The air from the slowly-churning fan lanced my face as I laid there in the dark, gently combing my fingers through his fur.

Nick had fallen asleep on me. The little cunt pocket.

For the longest time I just stared up at the ceiling, watching the blades stir the air. I listened to the rhythmic rise and fall of Nick's breathing, menacing his flicking ear with the tip of a claw.

I love you, you slimy piece of shit.

His head weighed a ton on my chest, making it difficult for me to breathe. Can't say I minded though.

I could feel his heartbeat through my belly. He squeezed me in his sleep like I was his stuffed plaything, snuggling down against me, a contented grin on his face.

I love you, you enormous pain in my ass.

His ear kept flicking underneath my chin. I carefully gathered it up in my paw, pressing it to my lips, kissing into it.

I love you, you unimaginable bastard.

Full disclosure: my ass hurt. Or rather, it was profoundly sore. Which I guess I should have expected, given the size difference between us. He probably rearranged some stuff up there while we were going at it.

The bedside alarm read 2:04 in big boxy fluorescent numbers. I slipped my paw into his, marveling at how our fingers dovetailed together so perfectly.

I knew that it wouldn't last.

Even then. Even there on the bed, as we held eachother. Even as I was falling head over heels in love with him, a part of me knew that it couldn't last forever.

The day would come when I would fuck this up. When I would push him away for good. It had to happen. There was just no way it wouldn't. I knew myself too well to believe otherwise.

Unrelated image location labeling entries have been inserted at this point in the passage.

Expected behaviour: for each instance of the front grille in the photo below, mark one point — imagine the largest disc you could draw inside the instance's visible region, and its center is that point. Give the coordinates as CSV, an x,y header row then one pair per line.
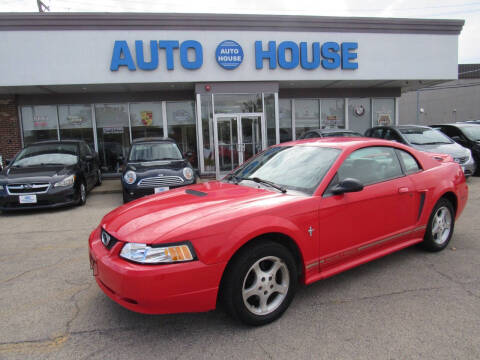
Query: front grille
x,y
35,188
161,181
461,160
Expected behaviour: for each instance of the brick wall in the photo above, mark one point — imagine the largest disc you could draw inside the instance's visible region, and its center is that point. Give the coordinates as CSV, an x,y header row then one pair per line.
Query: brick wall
x,y
10,141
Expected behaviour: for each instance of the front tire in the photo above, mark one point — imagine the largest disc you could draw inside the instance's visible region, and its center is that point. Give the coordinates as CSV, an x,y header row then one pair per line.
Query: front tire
x,y
440,226
260,283
82,193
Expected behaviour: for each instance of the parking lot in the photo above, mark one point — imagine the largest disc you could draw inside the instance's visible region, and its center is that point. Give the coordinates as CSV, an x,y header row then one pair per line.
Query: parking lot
x,y
407,305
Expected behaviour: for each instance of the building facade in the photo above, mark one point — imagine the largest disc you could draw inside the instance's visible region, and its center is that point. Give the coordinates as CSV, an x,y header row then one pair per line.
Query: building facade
x,y
223,86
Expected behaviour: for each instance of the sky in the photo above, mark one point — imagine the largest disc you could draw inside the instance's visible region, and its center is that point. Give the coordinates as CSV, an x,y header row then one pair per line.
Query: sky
x,y
469,40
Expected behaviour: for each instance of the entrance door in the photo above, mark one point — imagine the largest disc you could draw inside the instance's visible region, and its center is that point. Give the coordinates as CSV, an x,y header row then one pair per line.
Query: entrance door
x,y
237,138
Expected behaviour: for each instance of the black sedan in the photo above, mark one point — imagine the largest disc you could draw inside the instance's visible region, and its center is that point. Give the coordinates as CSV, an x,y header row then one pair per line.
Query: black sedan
x,y
321,133
49,174
154,165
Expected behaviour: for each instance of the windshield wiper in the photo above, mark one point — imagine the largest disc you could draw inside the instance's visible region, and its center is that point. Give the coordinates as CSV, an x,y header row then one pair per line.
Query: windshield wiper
x,y
259,181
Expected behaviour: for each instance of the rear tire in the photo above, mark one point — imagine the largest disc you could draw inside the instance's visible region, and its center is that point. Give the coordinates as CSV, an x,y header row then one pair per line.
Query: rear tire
x,y
260,283
440,226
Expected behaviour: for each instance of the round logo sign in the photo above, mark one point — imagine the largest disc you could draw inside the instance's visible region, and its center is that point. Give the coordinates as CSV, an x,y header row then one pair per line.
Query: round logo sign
x,y
229,54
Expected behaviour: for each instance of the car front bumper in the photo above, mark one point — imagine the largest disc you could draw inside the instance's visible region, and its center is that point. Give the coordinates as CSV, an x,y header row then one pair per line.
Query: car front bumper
x,y
54,197
133,192
154,289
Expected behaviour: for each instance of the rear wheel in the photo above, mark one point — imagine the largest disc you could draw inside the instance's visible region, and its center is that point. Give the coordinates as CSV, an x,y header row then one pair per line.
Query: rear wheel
x,y
440,226
260,283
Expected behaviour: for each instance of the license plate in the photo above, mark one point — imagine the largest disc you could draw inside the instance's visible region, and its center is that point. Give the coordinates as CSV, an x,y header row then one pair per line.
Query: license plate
x,y
161,189
27,199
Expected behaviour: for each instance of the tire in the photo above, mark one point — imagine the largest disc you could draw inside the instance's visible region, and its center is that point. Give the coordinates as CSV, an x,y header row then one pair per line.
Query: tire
x,y
99,178
440,226
82,193
260,283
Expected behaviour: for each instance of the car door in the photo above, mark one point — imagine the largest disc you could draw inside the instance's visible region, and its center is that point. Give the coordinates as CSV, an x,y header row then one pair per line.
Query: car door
x,y
353,222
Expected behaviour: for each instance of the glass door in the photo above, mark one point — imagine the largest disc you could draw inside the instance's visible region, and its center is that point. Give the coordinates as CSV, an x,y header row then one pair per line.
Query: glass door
x,y
227,144
237,138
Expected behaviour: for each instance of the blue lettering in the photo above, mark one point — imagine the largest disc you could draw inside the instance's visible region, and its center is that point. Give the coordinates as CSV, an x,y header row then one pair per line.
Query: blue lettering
x,y
153,64
330,54
168,45
121,56
310,65
269,54
197,48
348,55
282,59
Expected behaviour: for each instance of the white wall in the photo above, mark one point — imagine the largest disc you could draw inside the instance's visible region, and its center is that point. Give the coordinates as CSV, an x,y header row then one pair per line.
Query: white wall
x,y
83,57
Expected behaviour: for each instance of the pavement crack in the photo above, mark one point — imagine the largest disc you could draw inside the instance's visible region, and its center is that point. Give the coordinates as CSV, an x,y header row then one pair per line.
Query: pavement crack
x,y
394,293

I gathered his ear up again, pressing it back to my lips. "I love you," I whispered softly.

"Mmmf," Nick stirred in his sleep, a grin pulling at the corner of his mouth. "Love you too babe."

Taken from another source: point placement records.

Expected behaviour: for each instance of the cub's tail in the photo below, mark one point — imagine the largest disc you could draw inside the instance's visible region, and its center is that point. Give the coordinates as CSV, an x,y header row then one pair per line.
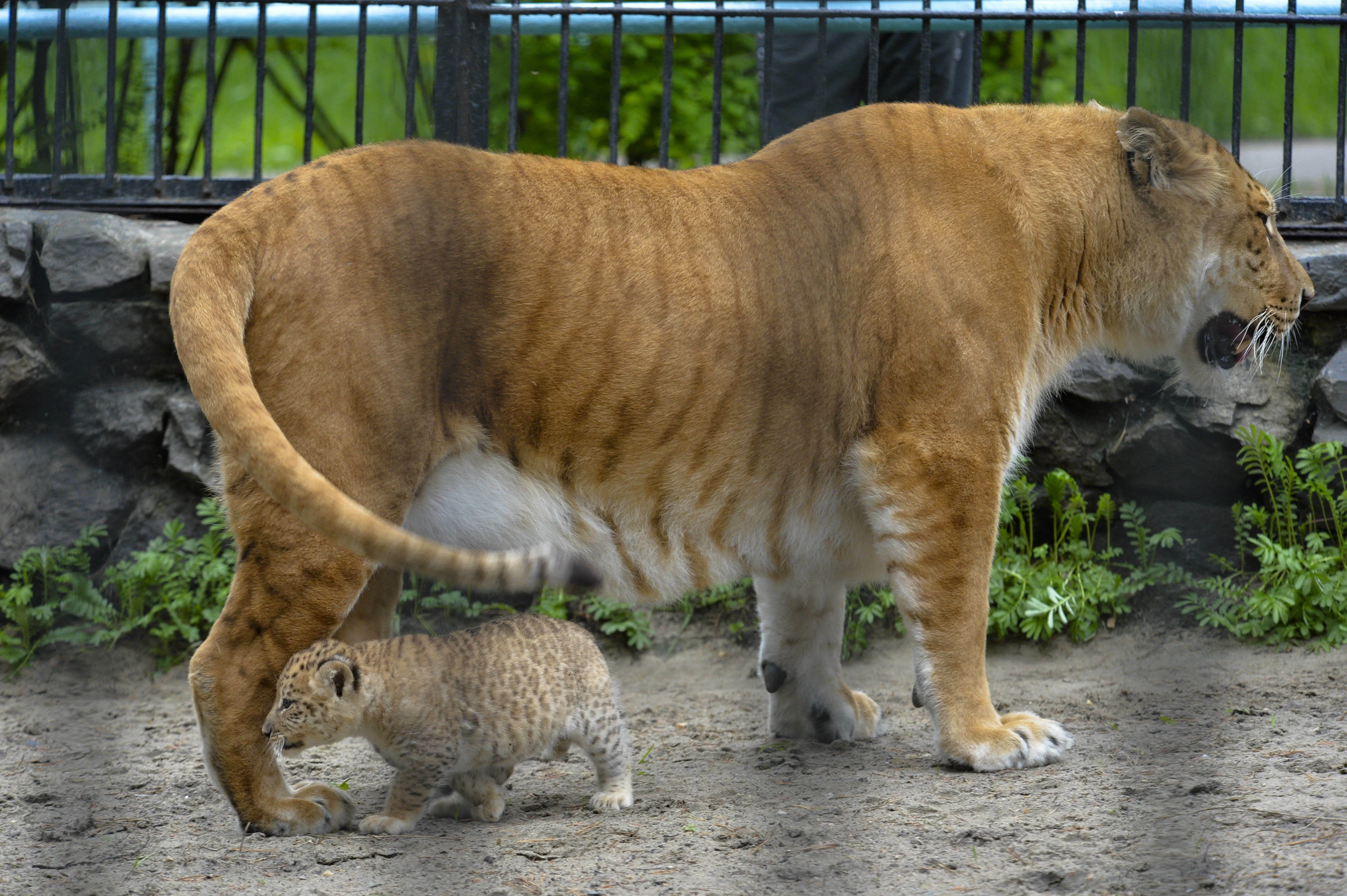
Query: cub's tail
x,y
209,305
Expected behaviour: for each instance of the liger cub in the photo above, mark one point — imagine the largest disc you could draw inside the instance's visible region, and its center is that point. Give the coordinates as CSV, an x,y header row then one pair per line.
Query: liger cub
x,y
453,715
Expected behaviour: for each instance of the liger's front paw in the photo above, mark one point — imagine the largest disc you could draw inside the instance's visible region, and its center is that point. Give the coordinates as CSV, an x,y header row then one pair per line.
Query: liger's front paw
x,y
619,797
1020,740
386,825
844,715
453,807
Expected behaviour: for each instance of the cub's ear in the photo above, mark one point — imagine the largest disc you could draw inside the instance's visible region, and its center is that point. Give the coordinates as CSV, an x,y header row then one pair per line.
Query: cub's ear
x,y
1163,159
336,674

I shook my head, throwing my arm up, hiding my eyes in the crook of my elbow. At the very least, once the shit finally hit the fan, I'd have this night to remember. The way he touched me. The way he kissed me. The feel of him pushing inside me for the first time. I'd get to re-live these memories whenever I wanted, up until old age and senility took them away from me.

I made a silent promise right then that, futile though it was, I would try. I'd try my best to be the boyfriend he needed me to be, for as long as I had him for. Whether that was a few months or a year or two. And then, once the train finally rolled off the tracks, I'd go back to being the best friend I used to be. No awkwardness. No messy transition. Easy.

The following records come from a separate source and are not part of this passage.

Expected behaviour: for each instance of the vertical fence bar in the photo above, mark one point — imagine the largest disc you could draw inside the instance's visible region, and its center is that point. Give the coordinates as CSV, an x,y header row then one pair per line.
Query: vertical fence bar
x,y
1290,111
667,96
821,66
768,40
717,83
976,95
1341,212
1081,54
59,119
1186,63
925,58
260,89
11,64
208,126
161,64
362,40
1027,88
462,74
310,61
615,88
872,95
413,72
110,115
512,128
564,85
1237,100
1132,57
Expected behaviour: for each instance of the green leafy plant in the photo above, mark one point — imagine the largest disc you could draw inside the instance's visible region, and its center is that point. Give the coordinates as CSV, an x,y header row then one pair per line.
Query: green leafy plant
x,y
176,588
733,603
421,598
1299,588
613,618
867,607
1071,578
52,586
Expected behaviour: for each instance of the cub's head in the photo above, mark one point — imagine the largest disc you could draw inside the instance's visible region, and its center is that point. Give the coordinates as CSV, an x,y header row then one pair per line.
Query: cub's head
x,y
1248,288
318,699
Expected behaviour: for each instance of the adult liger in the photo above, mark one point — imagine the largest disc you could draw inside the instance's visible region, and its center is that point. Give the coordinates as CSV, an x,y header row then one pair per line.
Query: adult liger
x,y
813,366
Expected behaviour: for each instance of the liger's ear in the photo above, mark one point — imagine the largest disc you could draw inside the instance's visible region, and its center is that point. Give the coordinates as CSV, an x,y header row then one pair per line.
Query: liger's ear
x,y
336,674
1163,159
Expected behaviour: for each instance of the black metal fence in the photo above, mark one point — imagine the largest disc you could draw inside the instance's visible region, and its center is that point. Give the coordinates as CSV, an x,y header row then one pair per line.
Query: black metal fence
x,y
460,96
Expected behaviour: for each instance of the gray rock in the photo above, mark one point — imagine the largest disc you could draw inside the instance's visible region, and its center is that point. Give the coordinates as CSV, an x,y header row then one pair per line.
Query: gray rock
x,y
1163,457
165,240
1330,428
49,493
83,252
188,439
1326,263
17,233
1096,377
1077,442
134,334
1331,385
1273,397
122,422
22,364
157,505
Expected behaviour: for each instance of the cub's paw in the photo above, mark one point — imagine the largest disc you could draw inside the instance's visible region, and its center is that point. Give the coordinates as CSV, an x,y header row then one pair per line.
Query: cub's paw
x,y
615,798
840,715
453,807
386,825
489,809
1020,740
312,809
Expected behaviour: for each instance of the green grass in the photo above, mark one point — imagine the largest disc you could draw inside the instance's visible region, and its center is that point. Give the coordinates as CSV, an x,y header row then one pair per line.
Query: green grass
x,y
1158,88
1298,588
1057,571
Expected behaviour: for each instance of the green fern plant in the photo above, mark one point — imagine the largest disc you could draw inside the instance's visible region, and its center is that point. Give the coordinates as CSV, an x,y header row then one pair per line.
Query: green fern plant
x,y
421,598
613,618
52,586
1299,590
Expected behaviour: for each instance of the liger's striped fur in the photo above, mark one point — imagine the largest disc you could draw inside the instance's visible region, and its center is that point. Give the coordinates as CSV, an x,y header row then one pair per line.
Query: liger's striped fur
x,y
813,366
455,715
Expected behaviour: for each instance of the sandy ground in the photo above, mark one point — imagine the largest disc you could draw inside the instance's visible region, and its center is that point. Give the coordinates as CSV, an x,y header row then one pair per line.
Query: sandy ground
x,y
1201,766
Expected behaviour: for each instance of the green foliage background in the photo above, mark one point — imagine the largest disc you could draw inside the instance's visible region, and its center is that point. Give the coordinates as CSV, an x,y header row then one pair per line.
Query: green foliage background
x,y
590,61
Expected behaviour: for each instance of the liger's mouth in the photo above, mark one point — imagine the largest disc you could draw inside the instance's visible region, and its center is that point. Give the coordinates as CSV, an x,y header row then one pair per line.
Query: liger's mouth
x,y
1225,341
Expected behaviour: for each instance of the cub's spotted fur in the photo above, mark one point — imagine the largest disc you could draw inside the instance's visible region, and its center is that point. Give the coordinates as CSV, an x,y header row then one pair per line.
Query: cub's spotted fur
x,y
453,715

I'd still love him, of course. Afterward. From afar. Maybe forever.

But all that was well out of sight, far down the road. Right then, he was mine. I could kiss him, touch him, and play with him all I wanted.

And y'know what? The thought of that had a little grin on my face as I finally drifted off to sleep. With Nick's head heavy on my chest.

Listening to the gentle rise and fall of his breathing.